The four suspected renegades responsible for capacity loss and the eventual end-of-life of the Li-ion battery are:
- Mechanical degradation of electrodes or loss of stack pressure in pouch-type cells. Careful cell design and correct electrolyte additives minimize this cause. (See Figure 4.)
- Growth of solid electrolyte interface (SEI) on the anode. A barrier forms that obstructs the interaction with graphite, resulting in an increase of internal resistance. SEI is seen as a cause for capacity loss in most graphite-based Li-ion when keeping the charge voltage below 3.92V/cell.

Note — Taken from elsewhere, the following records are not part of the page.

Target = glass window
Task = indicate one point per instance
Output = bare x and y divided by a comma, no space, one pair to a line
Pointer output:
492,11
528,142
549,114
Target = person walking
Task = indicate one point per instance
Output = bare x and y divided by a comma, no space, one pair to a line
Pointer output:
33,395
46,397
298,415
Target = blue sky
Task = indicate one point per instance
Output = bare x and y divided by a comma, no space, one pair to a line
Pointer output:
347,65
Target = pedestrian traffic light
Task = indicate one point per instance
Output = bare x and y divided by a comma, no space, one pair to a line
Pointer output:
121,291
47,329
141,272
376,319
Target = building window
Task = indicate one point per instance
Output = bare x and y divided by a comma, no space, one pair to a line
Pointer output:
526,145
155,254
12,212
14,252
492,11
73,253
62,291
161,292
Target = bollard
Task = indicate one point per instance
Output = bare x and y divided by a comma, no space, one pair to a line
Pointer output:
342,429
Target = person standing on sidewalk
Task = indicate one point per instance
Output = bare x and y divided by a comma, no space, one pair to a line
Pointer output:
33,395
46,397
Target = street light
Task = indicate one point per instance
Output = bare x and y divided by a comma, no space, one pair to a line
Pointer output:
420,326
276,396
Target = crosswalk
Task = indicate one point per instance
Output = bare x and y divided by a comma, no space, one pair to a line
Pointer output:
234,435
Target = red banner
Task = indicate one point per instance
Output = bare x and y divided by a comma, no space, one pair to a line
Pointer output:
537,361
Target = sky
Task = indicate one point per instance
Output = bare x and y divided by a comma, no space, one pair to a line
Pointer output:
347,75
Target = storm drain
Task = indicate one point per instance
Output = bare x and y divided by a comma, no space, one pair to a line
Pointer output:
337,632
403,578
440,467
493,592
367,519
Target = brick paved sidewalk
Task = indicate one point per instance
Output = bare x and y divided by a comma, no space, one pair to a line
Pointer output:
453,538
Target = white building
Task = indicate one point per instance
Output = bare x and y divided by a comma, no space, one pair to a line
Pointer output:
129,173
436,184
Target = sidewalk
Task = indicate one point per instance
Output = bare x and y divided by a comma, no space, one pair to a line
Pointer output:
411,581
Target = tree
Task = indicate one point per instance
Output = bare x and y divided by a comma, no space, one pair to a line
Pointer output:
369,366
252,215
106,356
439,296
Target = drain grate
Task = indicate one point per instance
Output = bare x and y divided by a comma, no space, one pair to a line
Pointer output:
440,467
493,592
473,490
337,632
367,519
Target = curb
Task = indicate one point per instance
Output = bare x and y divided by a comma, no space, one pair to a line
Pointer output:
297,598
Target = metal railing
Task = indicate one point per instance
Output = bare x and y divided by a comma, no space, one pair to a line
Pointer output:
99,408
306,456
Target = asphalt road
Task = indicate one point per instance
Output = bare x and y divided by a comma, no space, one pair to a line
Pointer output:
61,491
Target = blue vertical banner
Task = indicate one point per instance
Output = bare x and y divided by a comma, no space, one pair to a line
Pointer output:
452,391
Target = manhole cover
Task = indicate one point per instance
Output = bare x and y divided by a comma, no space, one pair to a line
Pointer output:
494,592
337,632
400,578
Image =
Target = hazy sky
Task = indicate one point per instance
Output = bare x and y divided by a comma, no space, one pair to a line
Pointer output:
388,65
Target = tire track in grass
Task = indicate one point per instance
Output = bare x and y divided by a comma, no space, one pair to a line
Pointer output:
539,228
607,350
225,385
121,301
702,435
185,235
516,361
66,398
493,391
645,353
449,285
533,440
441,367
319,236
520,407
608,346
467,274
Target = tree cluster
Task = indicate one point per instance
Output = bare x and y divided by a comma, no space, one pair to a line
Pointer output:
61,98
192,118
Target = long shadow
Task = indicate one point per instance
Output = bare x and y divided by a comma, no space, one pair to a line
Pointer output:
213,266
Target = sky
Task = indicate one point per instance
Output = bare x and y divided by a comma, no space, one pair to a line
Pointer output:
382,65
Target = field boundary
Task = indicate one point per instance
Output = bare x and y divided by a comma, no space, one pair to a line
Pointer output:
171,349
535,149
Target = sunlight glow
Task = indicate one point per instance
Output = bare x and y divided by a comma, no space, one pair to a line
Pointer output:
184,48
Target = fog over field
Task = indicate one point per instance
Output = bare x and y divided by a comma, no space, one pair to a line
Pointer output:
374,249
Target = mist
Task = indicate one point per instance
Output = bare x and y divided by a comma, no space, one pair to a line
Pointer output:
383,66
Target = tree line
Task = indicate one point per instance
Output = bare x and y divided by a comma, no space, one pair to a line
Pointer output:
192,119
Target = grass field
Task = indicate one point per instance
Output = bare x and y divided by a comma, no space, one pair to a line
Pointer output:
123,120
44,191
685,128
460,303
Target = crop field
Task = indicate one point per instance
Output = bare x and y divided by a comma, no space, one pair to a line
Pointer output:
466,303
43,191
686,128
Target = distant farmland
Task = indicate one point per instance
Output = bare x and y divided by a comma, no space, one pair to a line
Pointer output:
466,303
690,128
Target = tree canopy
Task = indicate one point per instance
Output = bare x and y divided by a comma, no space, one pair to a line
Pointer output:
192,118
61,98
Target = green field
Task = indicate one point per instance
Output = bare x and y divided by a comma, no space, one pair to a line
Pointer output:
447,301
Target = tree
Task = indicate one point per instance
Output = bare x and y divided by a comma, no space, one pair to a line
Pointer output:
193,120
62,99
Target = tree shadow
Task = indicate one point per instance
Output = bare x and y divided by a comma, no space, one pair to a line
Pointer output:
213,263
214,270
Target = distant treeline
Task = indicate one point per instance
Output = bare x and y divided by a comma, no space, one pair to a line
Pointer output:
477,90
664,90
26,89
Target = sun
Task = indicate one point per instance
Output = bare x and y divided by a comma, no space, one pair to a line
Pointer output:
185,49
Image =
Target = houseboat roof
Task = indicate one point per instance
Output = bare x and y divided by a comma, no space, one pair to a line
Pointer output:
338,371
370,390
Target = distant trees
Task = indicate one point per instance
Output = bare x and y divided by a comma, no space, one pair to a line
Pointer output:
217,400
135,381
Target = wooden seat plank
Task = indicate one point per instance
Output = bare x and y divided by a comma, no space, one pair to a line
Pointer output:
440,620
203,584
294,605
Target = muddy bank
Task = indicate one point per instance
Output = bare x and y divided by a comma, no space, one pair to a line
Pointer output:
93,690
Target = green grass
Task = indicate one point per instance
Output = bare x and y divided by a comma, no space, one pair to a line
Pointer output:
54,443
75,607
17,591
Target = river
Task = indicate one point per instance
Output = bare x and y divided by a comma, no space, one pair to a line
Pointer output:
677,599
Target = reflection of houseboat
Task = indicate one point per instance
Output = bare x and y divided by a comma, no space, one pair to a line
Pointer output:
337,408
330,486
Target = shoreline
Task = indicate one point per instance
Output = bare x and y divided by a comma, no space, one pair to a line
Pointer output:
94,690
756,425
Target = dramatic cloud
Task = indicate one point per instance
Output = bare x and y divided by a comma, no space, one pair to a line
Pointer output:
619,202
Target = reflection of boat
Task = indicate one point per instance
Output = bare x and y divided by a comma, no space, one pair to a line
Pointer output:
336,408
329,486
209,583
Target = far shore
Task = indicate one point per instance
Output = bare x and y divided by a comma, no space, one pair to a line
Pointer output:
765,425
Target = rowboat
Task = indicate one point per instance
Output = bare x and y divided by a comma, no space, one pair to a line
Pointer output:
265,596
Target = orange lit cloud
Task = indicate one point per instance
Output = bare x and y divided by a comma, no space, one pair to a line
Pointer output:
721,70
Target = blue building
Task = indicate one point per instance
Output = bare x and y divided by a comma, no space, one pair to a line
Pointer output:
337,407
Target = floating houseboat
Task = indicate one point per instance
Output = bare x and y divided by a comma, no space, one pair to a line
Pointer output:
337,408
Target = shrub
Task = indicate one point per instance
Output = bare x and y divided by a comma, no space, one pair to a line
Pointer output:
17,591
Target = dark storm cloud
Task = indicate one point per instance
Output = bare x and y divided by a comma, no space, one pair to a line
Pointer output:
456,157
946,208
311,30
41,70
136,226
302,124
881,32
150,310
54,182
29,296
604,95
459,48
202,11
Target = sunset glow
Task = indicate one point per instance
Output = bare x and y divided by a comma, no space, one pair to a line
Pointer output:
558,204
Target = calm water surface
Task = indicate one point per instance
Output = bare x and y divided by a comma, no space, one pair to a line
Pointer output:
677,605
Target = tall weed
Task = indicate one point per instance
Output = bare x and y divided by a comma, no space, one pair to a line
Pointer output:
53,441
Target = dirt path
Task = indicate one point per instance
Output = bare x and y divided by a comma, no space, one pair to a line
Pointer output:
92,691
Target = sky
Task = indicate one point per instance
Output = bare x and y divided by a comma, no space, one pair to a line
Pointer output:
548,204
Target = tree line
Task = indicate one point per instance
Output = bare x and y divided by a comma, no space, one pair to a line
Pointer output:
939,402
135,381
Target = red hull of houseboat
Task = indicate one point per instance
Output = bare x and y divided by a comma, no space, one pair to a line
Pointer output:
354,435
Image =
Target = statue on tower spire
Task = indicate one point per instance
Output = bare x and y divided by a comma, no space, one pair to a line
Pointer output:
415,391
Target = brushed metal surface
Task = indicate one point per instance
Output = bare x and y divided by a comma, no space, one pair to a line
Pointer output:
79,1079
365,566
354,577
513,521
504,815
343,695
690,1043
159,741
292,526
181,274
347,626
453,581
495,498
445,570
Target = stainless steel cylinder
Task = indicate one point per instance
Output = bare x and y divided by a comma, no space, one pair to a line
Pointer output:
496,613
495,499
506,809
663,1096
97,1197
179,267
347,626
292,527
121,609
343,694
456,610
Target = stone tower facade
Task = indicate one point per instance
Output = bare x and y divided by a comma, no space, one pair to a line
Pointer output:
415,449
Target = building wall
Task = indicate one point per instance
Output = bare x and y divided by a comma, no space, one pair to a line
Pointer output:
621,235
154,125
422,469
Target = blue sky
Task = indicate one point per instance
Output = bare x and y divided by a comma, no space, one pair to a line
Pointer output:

Electrolyte additives reduce some of the effect.
- Formation of electrolyte oxidation (EO) at the cathode that may lead to a sudden capacity loss. Keeping the cells at a voltage above 4.10V/cell and at an elevated temperature promotes this phenomenon. Figure 5 demonstrates SEI and EO as a function of voltage.
- Lithium-plating on the surface of the anode caused by high charging rates. (Elevated capacity loss at higher C-rates in Figure 4 might be caused by this.)